Come sapete il processo penale moderno ha subito delle regolamentazioni nel ‘18, nel ‘30, nel ‘55 e poi nel 1988. Il legislatore è andato avanti e indietro considerando la perizia come fonte di prova ed il perito come consulente. Poi ancora il giudice può avvalersi del perito, di seguito il giudice si avvale del perito con denominazioni e nomenclature che hanno un loro significato. Le ultime formulazioni legislative del codice dell’88 se lette attraverso la filigrana della commissione ministeriale per la redazione del codice di procedura penale fa capire come la valorizzazione dell’apporto tecnico nel processo penale e nella dinamica di un processo a parti contrapposte ha avuto un grossissimo salto di qualità rispetto al codice del ‘30 e come quanto questo protagonista del sapere tecnico abbia avuto un campo di azione assolutamente inimmaginabile nel codice del ‘30.

Quindi abbiamo un processo civile nella stessa prospettiva. Probabilmente un avvio del genere finirebbe inevitabilmente per sposarsi con quella concezione del processo civile che io personalmente ho rinnegato e che è comunque molto diverso alla nostra impalcatura? Fare dunque dei passi intermedi? Questi sì. Riunire dunque la stessa formulazione dell’art. 61, anche se la giurisprudenza si è incaricata di farne una lettura estremamente correttiva rispetto alle letture che si facevano negli anni ‘60-65;

probabilmente è opportuno adeguarsi a questa interpretazione ed evitare che l’eclettismo giurisprudenziale vada nuovamente in senso diverso rispetto a quella interpretazione, che ripeto è più corretta e più moderna rispetto alla discrezionalità.

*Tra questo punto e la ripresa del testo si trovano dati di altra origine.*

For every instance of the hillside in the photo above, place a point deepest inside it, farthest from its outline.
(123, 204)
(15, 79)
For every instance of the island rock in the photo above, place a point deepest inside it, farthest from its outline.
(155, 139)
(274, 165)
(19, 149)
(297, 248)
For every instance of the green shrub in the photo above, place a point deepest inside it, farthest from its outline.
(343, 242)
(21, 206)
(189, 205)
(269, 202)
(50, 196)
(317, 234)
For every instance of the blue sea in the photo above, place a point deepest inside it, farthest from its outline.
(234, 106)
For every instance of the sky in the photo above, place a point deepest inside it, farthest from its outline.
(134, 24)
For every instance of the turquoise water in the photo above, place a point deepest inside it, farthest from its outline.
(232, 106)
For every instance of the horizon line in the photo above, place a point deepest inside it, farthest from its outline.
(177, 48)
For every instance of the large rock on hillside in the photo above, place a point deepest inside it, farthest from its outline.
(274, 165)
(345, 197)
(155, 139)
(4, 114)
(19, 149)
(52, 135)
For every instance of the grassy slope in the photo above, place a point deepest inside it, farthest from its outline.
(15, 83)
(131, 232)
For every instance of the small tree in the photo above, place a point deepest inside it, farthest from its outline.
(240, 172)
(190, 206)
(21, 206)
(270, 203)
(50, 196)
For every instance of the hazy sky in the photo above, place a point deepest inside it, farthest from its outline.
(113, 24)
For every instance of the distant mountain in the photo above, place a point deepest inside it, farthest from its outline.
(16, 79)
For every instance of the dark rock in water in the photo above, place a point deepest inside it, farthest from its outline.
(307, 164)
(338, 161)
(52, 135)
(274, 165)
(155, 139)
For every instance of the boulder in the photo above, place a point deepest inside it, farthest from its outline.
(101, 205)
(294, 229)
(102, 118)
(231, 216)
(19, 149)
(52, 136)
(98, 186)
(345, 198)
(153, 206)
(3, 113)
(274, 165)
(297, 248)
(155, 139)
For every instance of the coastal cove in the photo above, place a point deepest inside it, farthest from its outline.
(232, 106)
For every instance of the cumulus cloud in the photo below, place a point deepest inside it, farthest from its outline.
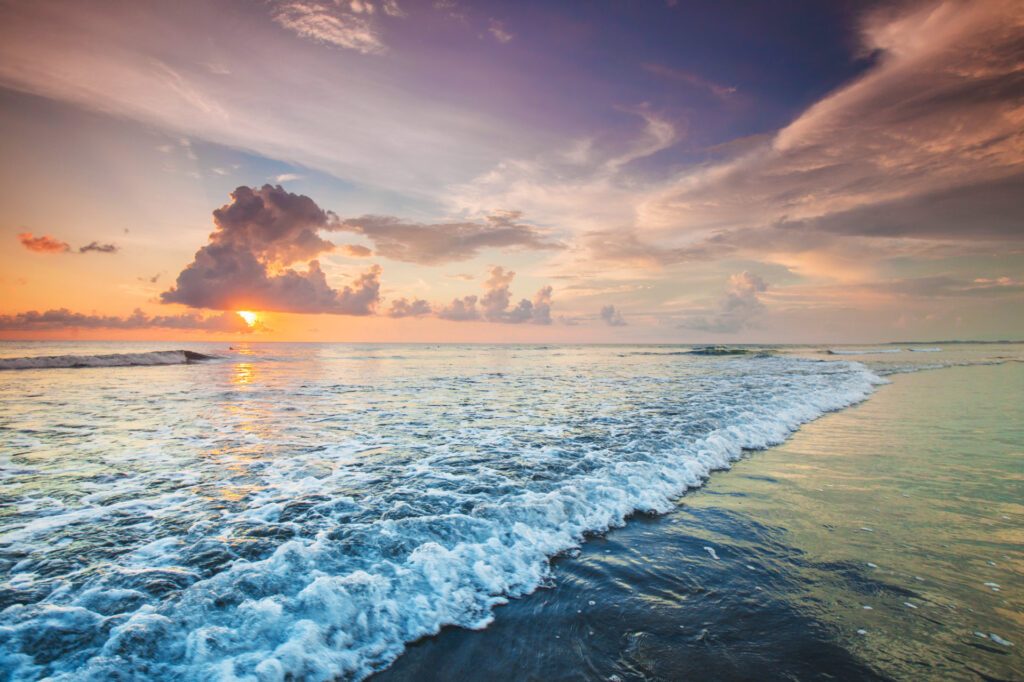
(355, 251)
(460, 309)
(441, 243)
(98, 248)
(44, 244)
(496, 304)
(611, 316)
(246, 264)
(47, 244)
(65, 318)
(403, 307)
(737, 309)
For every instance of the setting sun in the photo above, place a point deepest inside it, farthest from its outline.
(249, 316)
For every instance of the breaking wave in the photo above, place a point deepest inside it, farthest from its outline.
(112, 359)
(404, 510)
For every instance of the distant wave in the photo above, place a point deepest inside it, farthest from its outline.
(112, 359)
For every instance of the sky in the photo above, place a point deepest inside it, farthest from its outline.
(610, 171)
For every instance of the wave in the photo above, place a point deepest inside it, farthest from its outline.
(366, 570)
(112, 359)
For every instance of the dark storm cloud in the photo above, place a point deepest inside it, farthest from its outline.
(245, 265)
(442, 243)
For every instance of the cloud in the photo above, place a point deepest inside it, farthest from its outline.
(355, 251)
(946, 287)
(65, 318)
(442, 243)
(939, 112)
(404, 308)
(737, 309)
(680, 76)
(44, 244)
(98, 248)
(47, 244)
(496, 304)
(611, 316)
(334, 24)
(245, 266)
(497, 29)
(461, 309)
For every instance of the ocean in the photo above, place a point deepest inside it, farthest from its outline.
(313, 511)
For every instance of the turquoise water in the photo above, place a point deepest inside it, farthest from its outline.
(310, 510)
(910, 504)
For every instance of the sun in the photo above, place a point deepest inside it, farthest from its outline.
(250, 316)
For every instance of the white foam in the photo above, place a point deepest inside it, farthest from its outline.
(111, 359)
(445, 541)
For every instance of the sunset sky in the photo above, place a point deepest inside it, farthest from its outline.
(617, 171)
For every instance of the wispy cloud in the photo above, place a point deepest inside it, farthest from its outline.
(499, 32)
(44, 244)
(611, 316)
(690, 79)
(47, 244)
(343, 25)
(34, 321)
(441, 243)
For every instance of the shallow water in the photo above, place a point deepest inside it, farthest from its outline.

Tutto questo richiede un quadro di ristrutturazione visibile e vissuto non tanto in una nuova realtà normativa - stiamo cambiando ogni 4-5 anni le norme e questo è insostenibile - e allora piuttosto che guardare alle grandi innovazioni misuriamoci con una realtà concreta, con l’affinamento delle nostre culture, con l’interscambio e con l’umiltà, e qui parlo per la mia categoria professionale, della magistratura, affinché abbandonata qualunque concezione di supremazia culturale che è la peggiore, ci si confronti con gli altri, ci si avvicini a certi problemi con umiltà e si guardi soprattutto non tanto ai protagonisti formali di questi problemi, ma ai protagonisti reali che sono le parti in causa, i danneggiati, gli imputati, o i condannati perché essi hanno diritto ad una giustizia non solo giusta ed equa, ma anche professionalmente resa in termini corretti con l’ausilio di tutti.